On Sat, Oct 25, 2014 at 02:59:24PM +0800, Daniel J Blueman wrote:
Hi Paul,
Finding earlier reference to increasing RCU fanout leaf for the
purpose of "decrease[ing] cache-miss overhead for large systems",
would your suggestion be to increase the value to the next hierarchy
core-count above 16?
If we have say 32 interconnected 48-core servers; 3 sockets of
dual-node 8-core Opteron 6300s, so 1536 cores in all. Latency across
the coherent interconnect is O(100x) higher than the internal
Hypertransport interconnect, so if we set RCU_FANOUT_LEAF to 48 to
keep leaf-checking local to one Hypertransport fabric, what wisdom
would one use for RCU_FANOUT? 4x leaf?
Or, would it be more cache-friendly to set RCU_FANOUT_LEAF to 8 and
RCU_FANOUT to 48?
The easiest approach would be to use the default of 16. Assuming
consecutive CPU numbering within each 48-core server, this would mean that
you would have three rcu_node structures per 48-core server. The next
level up would of course span servers, but that level is accessed much
less frequently than is the root level, so this should still work.

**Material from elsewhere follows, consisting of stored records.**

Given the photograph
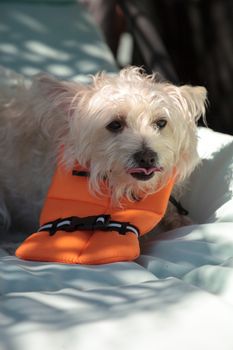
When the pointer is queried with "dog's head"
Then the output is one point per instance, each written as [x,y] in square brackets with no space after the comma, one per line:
[130,129]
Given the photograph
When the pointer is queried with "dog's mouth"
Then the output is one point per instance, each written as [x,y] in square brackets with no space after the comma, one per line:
[144,174]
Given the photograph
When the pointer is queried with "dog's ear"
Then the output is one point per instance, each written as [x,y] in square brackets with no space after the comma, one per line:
[61,94]
[196,99]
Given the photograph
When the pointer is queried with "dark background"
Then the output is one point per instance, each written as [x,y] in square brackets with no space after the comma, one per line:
[187,41]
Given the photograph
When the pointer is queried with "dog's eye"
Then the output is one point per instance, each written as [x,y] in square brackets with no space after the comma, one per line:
[160,123]
[115,126]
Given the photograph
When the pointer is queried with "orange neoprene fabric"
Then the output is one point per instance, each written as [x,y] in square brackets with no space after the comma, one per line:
[69,196]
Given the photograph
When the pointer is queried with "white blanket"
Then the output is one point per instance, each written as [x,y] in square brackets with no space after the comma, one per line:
[178,294]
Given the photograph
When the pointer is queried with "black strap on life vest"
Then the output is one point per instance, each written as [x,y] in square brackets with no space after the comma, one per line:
[181,210]
[88,223]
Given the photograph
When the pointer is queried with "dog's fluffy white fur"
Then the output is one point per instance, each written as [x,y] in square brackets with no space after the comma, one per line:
[39,119]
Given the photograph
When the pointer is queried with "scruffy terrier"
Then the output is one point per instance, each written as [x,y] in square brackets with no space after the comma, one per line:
[129,129]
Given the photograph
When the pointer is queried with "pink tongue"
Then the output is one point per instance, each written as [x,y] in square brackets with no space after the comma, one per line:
[144,170]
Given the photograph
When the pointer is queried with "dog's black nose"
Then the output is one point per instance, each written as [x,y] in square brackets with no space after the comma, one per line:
[146,158]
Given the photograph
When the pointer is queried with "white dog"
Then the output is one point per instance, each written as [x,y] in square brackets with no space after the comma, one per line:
[130,129]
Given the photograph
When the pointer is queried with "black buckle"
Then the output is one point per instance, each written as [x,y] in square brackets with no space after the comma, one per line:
[88,223]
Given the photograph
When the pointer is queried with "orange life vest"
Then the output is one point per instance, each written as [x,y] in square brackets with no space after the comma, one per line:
[81,228]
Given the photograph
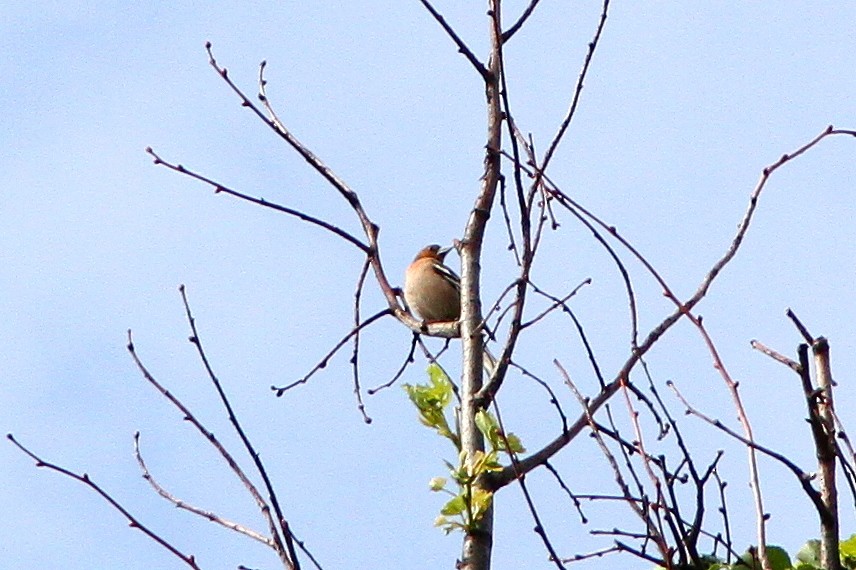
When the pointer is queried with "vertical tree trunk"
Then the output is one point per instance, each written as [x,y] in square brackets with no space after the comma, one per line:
[478,541]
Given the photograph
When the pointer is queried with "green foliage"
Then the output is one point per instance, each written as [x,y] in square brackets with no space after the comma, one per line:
[808,558]
[469,501]
[432,399]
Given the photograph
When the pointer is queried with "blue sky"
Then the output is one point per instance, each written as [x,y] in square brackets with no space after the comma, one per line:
[684,106]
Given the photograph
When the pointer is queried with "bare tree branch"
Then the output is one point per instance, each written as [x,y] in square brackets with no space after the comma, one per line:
[133,522]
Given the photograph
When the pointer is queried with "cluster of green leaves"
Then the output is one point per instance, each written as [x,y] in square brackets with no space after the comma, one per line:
[808,558]
[469,501]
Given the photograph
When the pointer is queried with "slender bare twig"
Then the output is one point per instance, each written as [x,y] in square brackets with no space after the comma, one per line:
[641,511]
[521,481]
[407,362]
[191,508]
[264,508]
[553,399]
[260,201]
[554,144]
[777,356]
[574,498]
[462,47]
[446,329]
[133,522]
[361,280]
[506,35]
[280,390]
[556,303]
[743,417]
[288,557]
[506,475]
[595,554]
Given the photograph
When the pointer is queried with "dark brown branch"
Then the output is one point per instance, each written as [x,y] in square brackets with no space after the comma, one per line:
[462,47]
[539,526]
[326,359]
[506,35]
[778,357]
[133,522]
[286,553]
[190,508]
[356,354]
[407,361]
[803,477]
[800,326]
[260,201]
[577,90]
[371,230]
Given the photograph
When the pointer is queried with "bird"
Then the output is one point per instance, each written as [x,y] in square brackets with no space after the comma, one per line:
[431,289]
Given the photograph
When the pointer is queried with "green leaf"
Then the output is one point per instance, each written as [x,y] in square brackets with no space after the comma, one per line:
[515,444]
[847,548]
[810,553]
[437,483]
[779,559]
[455,506]
[431,401]
[489,427]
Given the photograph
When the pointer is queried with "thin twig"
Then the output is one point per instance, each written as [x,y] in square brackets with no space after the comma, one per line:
[289,558]
[280,390]
[191,508]
[84,478]
[361,280]
[462,47]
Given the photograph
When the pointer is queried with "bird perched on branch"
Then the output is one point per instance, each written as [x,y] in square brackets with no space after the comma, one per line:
[431,289]
[433,292]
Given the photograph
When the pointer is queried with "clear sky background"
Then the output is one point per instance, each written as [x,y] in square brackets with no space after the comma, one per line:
[684,106]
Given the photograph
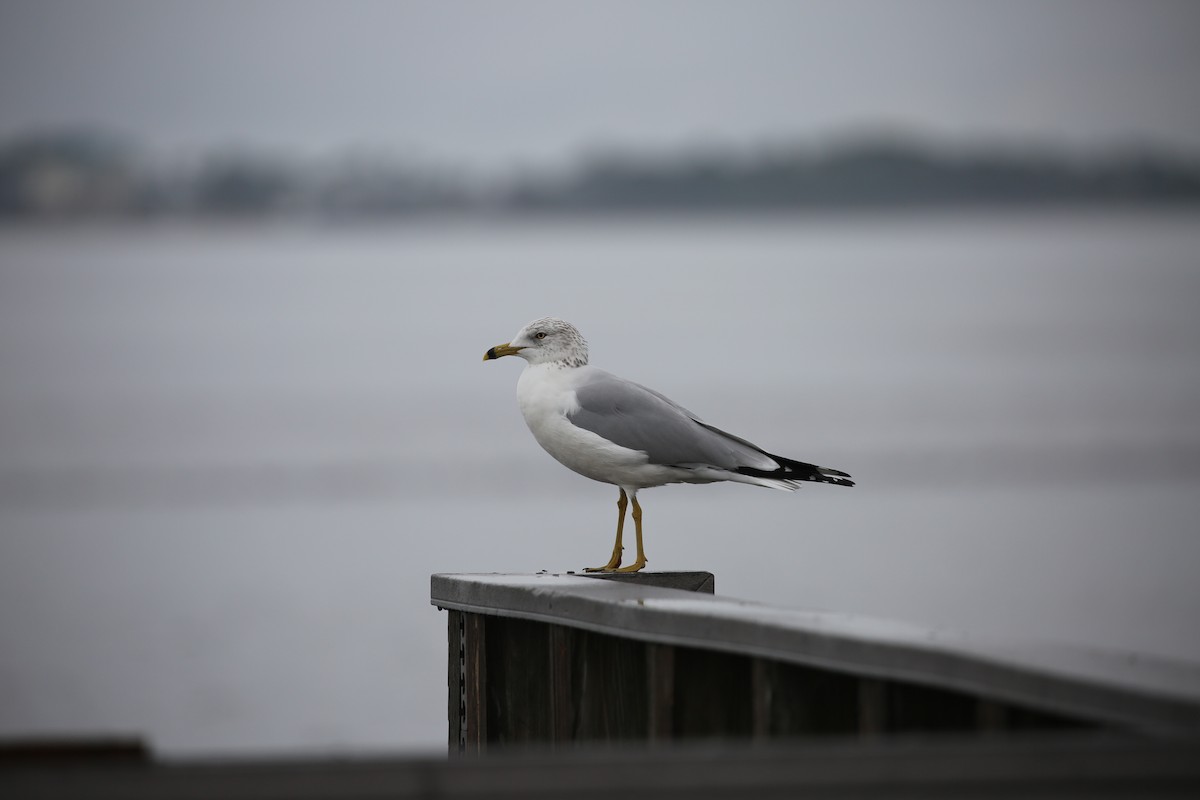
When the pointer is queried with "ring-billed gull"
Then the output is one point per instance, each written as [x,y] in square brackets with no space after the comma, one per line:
[618,432]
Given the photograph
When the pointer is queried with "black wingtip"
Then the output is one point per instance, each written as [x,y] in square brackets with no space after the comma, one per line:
[799,470]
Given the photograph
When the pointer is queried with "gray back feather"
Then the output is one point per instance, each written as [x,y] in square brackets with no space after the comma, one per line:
[641,419]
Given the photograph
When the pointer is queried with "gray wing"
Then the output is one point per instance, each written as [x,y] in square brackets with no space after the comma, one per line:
[641,419]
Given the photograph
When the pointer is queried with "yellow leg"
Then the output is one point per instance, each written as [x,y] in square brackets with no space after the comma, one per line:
[615,561]
[637,527]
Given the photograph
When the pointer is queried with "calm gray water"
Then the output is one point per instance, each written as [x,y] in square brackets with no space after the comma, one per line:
[231,458]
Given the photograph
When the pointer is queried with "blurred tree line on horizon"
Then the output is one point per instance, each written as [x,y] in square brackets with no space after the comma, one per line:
[87,175]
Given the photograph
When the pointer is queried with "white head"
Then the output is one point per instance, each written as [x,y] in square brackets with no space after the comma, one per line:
[545,341]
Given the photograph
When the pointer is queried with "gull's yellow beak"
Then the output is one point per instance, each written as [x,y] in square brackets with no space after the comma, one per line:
[501,350]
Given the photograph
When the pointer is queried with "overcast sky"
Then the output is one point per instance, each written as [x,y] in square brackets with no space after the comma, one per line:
[492,83]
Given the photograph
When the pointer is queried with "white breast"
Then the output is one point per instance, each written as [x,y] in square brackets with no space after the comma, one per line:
[546,394]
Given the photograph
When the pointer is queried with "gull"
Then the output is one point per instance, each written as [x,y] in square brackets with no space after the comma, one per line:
[618,432]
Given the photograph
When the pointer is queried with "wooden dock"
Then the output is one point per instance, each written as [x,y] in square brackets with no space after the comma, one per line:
[564,659]
[652,686]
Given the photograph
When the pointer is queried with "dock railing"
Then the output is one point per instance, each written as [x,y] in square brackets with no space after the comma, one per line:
[559,659]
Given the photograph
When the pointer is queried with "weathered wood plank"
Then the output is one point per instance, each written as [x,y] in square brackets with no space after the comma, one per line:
[1056,684]
[562,695]
[873,707]
[474,735]
[661,691]
[455,679]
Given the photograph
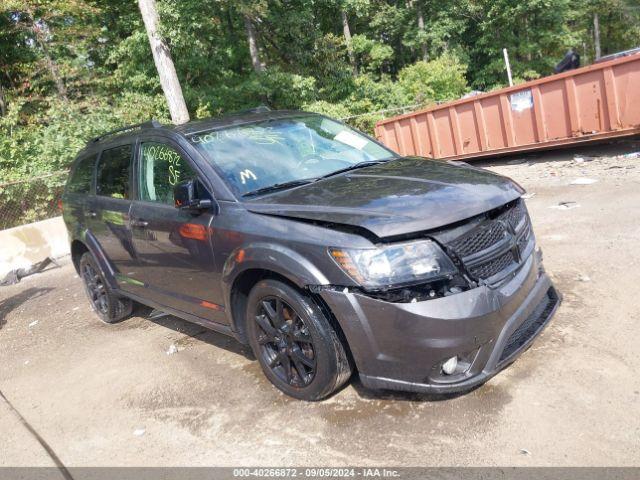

If you also have hyperthreading, so that there are 96 hardware threads
per server, and if you are using the same "interesting" numbering scheme
that Intel uses, then this still works. You have three leaf rcu_node
structure for the first set of hardware threads and another set of three
for the second set of hardware threads.
Or are you seeing some problem with the default? If so, please tell me
what that problem is.
You can of course increase RCU_FANOUT to 24 or 48 (this latter assuming
a 64-bit kernel), at least if you are using a recent kernel. However,
the penalty for too large a value for RCU_FANOUT is lock contention at
scheduling-clock-interrupt time. So if you are setting RCU_FANOUT to 48,
you probably also want to boot with skew_tick set.
But the best approach is to try it. I bet that the default will work
just fine for you. ;-)